Tindakan empat laki-laki di atas, sebagaimana banyak dilakukan oleh laki-laki lain, merupakan contoh konkret dari spornoseksual, yaitu pria atau sekelompok pria yang menganggap tubuhnya utuh dan bagus dengan mengorbankan banyak hal. Mereka menginvestasikan (baca: mengorbankan) sejumlah modal kapital dan waktu untuk mengakses fasilitas gym dan membeli berbagai kebutuhan yang sifatnya komplementer dan sesuai preferensi—biasanya produk pendukung yang mempercepat pembentukan massa otot, seperti susu dan suplemen.

Tidak ada pengorbanan yang ingin berakhir sia-sia. Maka, dapat kita pahami mengapa empat laki-laki di atas menampilkan tubuhnya yang maskulin di media sosial. Sebab, mereka ingin mempertontonkan hasil dari pengorbanan modal dan waktu serta kerja keras yang dilakukan di ruang dan waktu tertentu. Mereka adalah subjek yang sadar bahwa maskulinitas laki-laki sering diinterpretasikan dari tampilan visual atau bentuk tubuh.
Namun, pertontonan ini sangat mungkin berpotensi membedakan siapa yang termasuk dan tidak, atau yang sesuai dan tidak dengan mereka. Kalimat yang diujarkan di atas secara eksplisit mengimplikasikan perbedaan mereka dengan kuli dan ketidakpantasan untuk menyamakan keduanya.
Berbahasa yang Melampaui Batas Etik
Persoalannya, mengapa kuli? Paling tidak, dalam KBBI, kuli berarti ‘orang yang bekerja dengan mengandalkan kekuatan fisiknya’. Ada kuli bangunan, kuli gendong, kuli panggul, kuli perkebunan, dan lain seterusnya, yang bergantung pada konteks pekerjaan masing-masing. Ada kuli laki-laki dan kuli perempuan.
Namun, secara umum dan sepanjang pengamatan saya, kuli biasanya diasosiasikan dengan laki-laki. Karena aktivitas kesehariannya bergantung pada kekuatan fisik, mereka dijadikan dikotomi (pemisahan) untuk dan oleh mereka yang beraktivitas gym, yang juga memerlukan kekuatan fisik.
Kuli kerap menjadi korban dari spornoseksual dalam persaingan antar lelaki yang dipraktikkan melalui bahasa. Ujaran empat orang di atas adalah contoh dikotomi yang memisahkan pelaku gym dan kuli. Ini bermasalah.

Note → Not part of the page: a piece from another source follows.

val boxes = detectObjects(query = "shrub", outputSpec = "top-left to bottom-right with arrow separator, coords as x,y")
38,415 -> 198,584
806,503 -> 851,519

Dalam kasus ini, saya menyebutnya kedangkalan berbahasa, yaitu ketika berbahasa melampaui batas etik yang berada dalam situasi dan konteks ketika berbahasa itu berlangsung. Terlanggarnya batas etik ini terjadi karena subjek tidak hanya mengeksklusi pihak tertentu, tetapi juga menempatkan pihak itu tidak lebih baik atau buruk daripada subjek itu sendiri.
Dikotomi (pemisahan) menegaskan bahwa meskipun kuli memiliki tubuh yang (relatif) maskulin dan berotot, mereka tidak akan pernah sama dan tidak bisa disamakan dengan pelaku gym. Hal ini merupakan cara berpikir yang dangkal. Kalaupun seorang kuli memiliki tubuh maskulin, tubuh itu tidak terbentuk melalui mekanisme-mekanisme tertentu yang secara sengaja diakumulasi untuk mendisiplinkan tubuhnya. Kuli tidak mengorbankan modal untuk mencapai tubuh ideal sebagaimana dipraktikkan oleh spornoseksual. Tubuh mereka justru dibentuk lewat mekanisme tidak sengaja, di mana tubuh itu terpengaruh oleh kerja yang mengandalkan kekuatan fisik hari demi hari.

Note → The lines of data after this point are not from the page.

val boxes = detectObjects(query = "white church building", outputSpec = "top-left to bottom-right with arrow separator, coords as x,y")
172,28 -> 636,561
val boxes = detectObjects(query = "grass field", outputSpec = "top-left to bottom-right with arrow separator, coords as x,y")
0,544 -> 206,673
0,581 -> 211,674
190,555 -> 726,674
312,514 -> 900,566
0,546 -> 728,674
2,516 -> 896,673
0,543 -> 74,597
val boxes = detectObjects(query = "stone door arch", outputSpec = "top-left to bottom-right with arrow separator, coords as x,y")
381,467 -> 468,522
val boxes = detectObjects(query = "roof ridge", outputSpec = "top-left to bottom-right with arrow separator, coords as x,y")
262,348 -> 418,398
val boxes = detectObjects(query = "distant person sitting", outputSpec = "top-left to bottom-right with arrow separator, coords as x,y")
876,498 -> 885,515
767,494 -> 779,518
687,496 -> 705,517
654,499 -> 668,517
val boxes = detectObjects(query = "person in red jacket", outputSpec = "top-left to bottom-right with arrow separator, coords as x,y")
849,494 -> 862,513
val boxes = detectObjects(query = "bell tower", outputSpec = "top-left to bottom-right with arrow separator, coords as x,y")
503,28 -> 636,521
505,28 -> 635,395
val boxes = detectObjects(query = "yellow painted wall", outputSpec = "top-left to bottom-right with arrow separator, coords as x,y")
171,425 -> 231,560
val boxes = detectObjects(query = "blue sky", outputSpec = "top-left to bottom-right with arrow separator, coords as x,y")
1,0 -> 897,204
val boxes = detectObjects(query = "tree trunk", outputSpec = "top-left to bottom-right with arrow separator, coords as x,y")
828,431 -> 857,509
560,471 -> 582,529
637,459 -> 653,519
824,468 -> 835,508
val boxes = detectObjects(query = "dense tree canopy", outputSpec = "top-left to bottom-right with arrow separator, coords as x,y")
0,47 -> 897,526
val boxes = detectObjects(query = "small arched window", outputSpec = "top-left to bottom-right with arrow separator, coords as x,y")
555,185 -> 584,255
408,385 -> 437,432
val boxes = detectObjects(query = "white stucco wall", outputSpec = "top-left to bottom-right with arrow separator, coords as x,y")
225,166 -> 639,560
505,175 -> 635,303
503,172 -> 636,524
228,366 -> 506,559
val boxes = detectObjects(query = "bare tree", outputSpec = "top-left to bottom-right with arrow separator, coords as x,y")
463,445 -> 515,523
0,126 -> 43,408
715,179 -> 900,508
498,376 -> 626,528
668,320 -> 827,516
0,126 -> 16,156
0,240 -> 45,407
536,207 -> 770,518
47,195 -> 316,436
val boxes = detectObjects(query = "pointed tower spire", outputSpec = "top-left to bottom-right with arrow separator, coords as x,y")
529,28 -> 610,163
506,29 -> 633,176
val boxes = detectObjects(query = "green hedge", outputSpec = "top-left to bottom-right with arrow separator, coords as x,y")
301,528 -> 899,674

Jika ada di antara kuli yang secara sengaja menempuh budaya gym atau kuli yang tubuhnya tidak maskulin (baca: berotot), ini tentu lain persoalan. Namun, dalam konteks dikotomi ini, secara implisit, kita menemukan pemisahan antara tubuh yang dibentuk secara sengaja dan tidak sengaja.

Sialnya, ujaran empat laki-laki itu bahkan tidak memahami, tidak menghargai, dan tidak bersimpati terhadap kuli sebagai pelaku kerja informal yang sering tidak mendapatkan perlindungan layak dari negara. Kuli dalam konteks pekerja konstruksi informal, yang terkait dengan pembangunan teknis, misalnya, sering kali dirugikan dalam relasi kerja informal. Ada kuli panggul di terminal yang diupah minim di tengah kondisi yang tidak menentu atau tidak menerima upah sesuai beban kerja yang mereka terima.
Beberapa di atas adalah contoh kecil dari sekian persoalan yang dihadapi oleh kuli dalam kaitannya dengan upah yang layak, jaminan sosial, dan nasib pekerja.
Dalam kondisi yang demikian, tidak etis untuk berpikir bahwa kuli tidak bertubuh seperti anak gym hanya karena mereka tidak dapat mengakses fasilitas tersebut. Jangankan untuk itu, untuk mengakses layanan publik yang memadai sebagai warga negara saja, mereka sering kali tidak mampu dan posisi mereka absen dalam kebijakan publik.
Tubuh mereka tidak dibesarkan oleh berbagai modal, tetapi oleh nasib, sesuatu yang mereka kerjakan untuk menyambung hidup. Maka, tidak pantas untuk menyebut mereka dalam pembedaan yang antagonistik (bertentangan), yang menempatkan mereka tidak lebih baik dari empat laki-laki di atas.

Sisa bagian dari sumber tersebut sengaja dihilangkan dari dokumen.